Monday, November 11, 2013

Veterans' Day

     It's November 11, the day the guns went silent in Europe in 1918 during WW I--known for years as "Armistice Day" and now as "Veterans' Day". I like the name change--we should honor all veterans, not just those who fought in a particular conflict.
     WW II vets are dying out. The survivors of Jimmy Doolittle's "Raiders" who struck at the heart of the Japanese Empire early in the war, are down to four and have decided to end their reunions this year and drink the toast while they still can, rather than wait to dwindle to two.
     I am a 'war baby'. "The war" wasn't history while I was growing up but rather something with which we lived every day, particularly my friends and classmates whose fathers never came home. I became accustomed to seeing men--older but not old--selling poppies on downtown streets as this day of remembrance approached. Actually, it was a donation rather than a sale. I always bought one, and I still do whenever I happen to have the opportunity.
     My generation went to Viet Nam. I don't criticize those who fled the country or protested out of true conviction, but I feel a deep and abiding shame about how those who didn't burn their draft cards were treated when they came home. And, on principle, I wouldn't pay to watch a Jane Fonda movie.
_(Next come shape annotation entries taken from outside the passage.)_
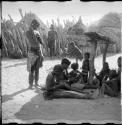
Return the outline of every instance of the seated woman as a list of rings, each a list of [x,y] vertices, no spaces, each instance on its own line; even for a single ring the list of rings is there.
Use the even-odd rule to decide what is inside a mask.
[[[103,94],[115,97],[118,95],[118,84],[117,84],[117,73],[116,70],[110,70],[109,80],[103,81],[102,91]]]
[[[119,57],[117,60],[118,72],[115,70],[110,71],[110,80],[103,84],[104,93],[110,96],[118,96],[121,94],[121,60],[122,57]]]
[[[105,62],[103,64],[103,68],[99,74],[96,74],[94,72],[95,78],[93,79],[93,83],[92,84],[85,84],[84,89],[97,89],[97,88],[100,89],[102,86],[102,81],[104,81],[108,78],[109,71],[110,71],[109,65],[107,62]]]
[[[66,82],[62,82],[61,76],[63,68],[61,65],[55,65],[52,72],[46,78],[46,90],[43,95],[45,99],[53,98],[77,98],[77,99],[94,99],[97,97],[96,93],[81,94],[75,91],[70,91],[70,86]],[[61,81],[60,81],[61,79]],[[69,91],[64,90],[66,87]]]
[[[69,73],[69,84],[71,85],[71,90],[82,92],[85,84],[83,81],[82,73],[78,70],[78,63],[71,64],[72,71]]]
[[[82,64],[82,74],[83,74],[84,83],[87,83],[87,80],[88,80],[89,58],[90,58],[90,53],[86,52],[84,54],[84,59],[83,59],[83,64]]]

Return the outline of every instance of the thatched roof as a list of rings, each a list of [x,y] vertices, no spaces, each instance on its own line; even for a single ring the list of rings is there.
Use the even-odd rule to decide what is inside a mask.
[[[79,18],[78,22],[68,29],[68,35],[82,35],[85,31],[85,25],[82,23],[81,17]]]
[[[47,32],[47,26],[34,13],[31,12],[26,13],[16,26],[23,27],[23,24],[26,24],[26,26],[29,27],[33,19],[36,19],[40,23],[40,30]]]
[[[91,43],[98,42],[99,44],[106,44],[106,43],[114,44],[114,41],[111,38],[100,35],[99,33],[96,32],[85,32],[84,35],[90,38],[87,41]]]

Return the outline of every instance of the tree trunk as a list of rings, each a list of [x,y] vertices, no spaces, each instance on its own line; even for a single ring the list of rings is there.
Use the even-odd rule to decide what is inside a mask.
[[[108,49],[108,43],[105,44],[105,49],[103,51],[103,64],[106,62],[106,54],[107,54],[107,49]]]
[[[90,54],[90,71],[89,71],[89,80],[88,83],[92,84],[93,83],[93,78],[94,78],[94,59],[96,55],[96,49],[97,49],[97,42],[92,43],[92,48],[91,48],[91,54]]]

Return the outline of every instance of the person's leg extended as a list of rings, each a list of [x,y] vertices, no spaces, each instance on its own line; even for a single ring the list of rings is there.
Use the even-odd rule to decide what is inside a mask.
[[[32,88],[34,80],[34,66],[31,67],[31,72],[29,72],[29,88]]]
[[[95,96],[93,94],[81,94],[79,92],[74,91],[55,91],[53,93],[54,98],[75,98],[75,99],[95,99],[97,95]]]
[[[39,64],[38,64],[39,59],[37,59],[36,63],[35,63],[35,85],[38,85],[38,80],[39,80]]]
In my opinion, what she did was inexcusable, and forgiveness for the harm she caused is between her and her Maker.
     And here's the rest of my beef:  Look at America today. Look at the professional politicians, paid with our tax money, who have made a mockery of the bravery of the young men and women who struggled to preserve this nation in a time when true evil stalked the face of the world and threatened to destroy freedom forever. If these soldiers could have looked ahead as they stormed Omaha Beach or Iwo Jima or countless other lesser-known beaches and bridges, how would they have felt?
     The greatest "battle" these politicians face is their next election--and they seem to be willing to say/do anything to win it. Everything but sacrifice themselves for the good of the American people whom they were supposedly elected to serve. They live high at our expense and do little if anything for our well-being. I'm sick of them--some more than others.
     "They gave up all of their tomorrows for our todays" has always resonated with me. It breaks my heart to think of all the lives laid down for the ilk of those who play at "running" the government of a once-proud country. Not a perfect country--not by a long shot--but a light in the darkness anyway.
     "Write/call your Congressman" we're told. Why? They read what they want to read, hear what they want to hear, and sneer at the us for being dumb enough to vote for them year after year, ad nauseum.
     Is this too strongly worded? I don't think it's blunt enough.
     "Home of the of the free..." Dear God, please let us keep it that way while we still can!